Oggi il Vanguard 500 index fund ha un patrimonio di 311 miliardi di dollari e la sua versione Admiral shares (che richiede un investimento minimo di 10 mila dollari invece di 3 mila, e ha costi ancor più bassi, lo 0,05% invece dello 0,16%) è quella su cui un altro genio della finanza, Warren Buffett, all’inizio del 2008 ha scommesso un milione di dollari: Buffett è sicuro che in dieci anni la sua performance sarà migliore di quella di un fondo di hedge fund creato dalla società di gestione Protégé partners. I conti saranno fatti alla fine del 2017 (quando il milione sarà devoluto in beneficenza), ma sembra già chiaro chi ha vinto: il fondo Vanguard ha guadagnato finora l’85,4% (compresi i dividendi reinvestiti) contro il 62,8% del rivale. 
Passiva e dei clienti 
È un risultato che rafforza la convinzione di Bogle per cui nel lungo termine le gestioni «attive» – che selezionano azioni e bond e scelgono il momento per entrare e uscire dalla Borsa – non possono battere un fondo indicizzato che replica in modo «passivo» l’andamento della stessa Borsa. Un’ulteriore conferma di questa intuizione viene dall’ultima analisi di S&P «Fondi indicizzati contro fondi attivi»: nei 15 anni terminati a fine dicembre 2016 il 95,4% dei fondi azionari americani midcap, il 93,2% degli small-cap e il 92,2% dei large-cap non hanno battuto i loro indici di riferimento.

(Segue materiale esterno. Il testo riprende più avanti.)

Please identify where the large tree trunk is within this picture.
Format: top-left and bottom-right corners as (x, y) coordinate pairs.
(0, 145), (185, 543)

Se la gestione passiva è ora adottata da molte altre società, la struttura societaria voluta da Bogle per Vanguard è invece rimasta unica: è la sola ad essere posseduta interamente dai risparmiatori clienti, che oggi sono oltre 20 milioni.
Tutti i profitti aziendali quindi vengono ridati ai sottoscrittori dei suoi fondi attraverso riduzioni delle spese, che sono bassissime: lo 0,12% in media su tutti i fondi (sceso dallo 0,70% del ’76) contro una media dell’1% dei concorrenti. «Paghiamo bene i nostri gestori e i nostri dipendenti – precisa Bogle —. Ma nessuno di noi diventa milionario, perché condividiamo i guadagni con i clienti, i cui interessi sono sempre al primo posto». 
Non solo Bogle e i manager di Vanguard non sono «ricchi», ma si tengono ben lontani dagli sfarzi ed eccessi di Wall Street: il campus dove lavorano, immerso nel verde dei sobborghi di Filadelfia, in Pennsylvania, è costruito con uno spirito puritano, frugale e con un design anonimo. 
Da lì Bogle osserva con distacco il nuovo inquilino della Casa Bianca. In 66 anni di carriera ne ha visti 13 di presidenti Usa, insieme a numerose Bolle e crac della Borsa. «I mercati sembrano dirci che vengono alcuni segnali rialzisti dal nuovo governo, determinato a spendere un sacco di soldi – dice Bogle —. Quindi nel breve l’umore è Toro. Ma nel lungo periodo c’è più Orso, perché qualsiasi cosa che aumenta il divario nella ricchezza è negativo per la società americana e per i mercati».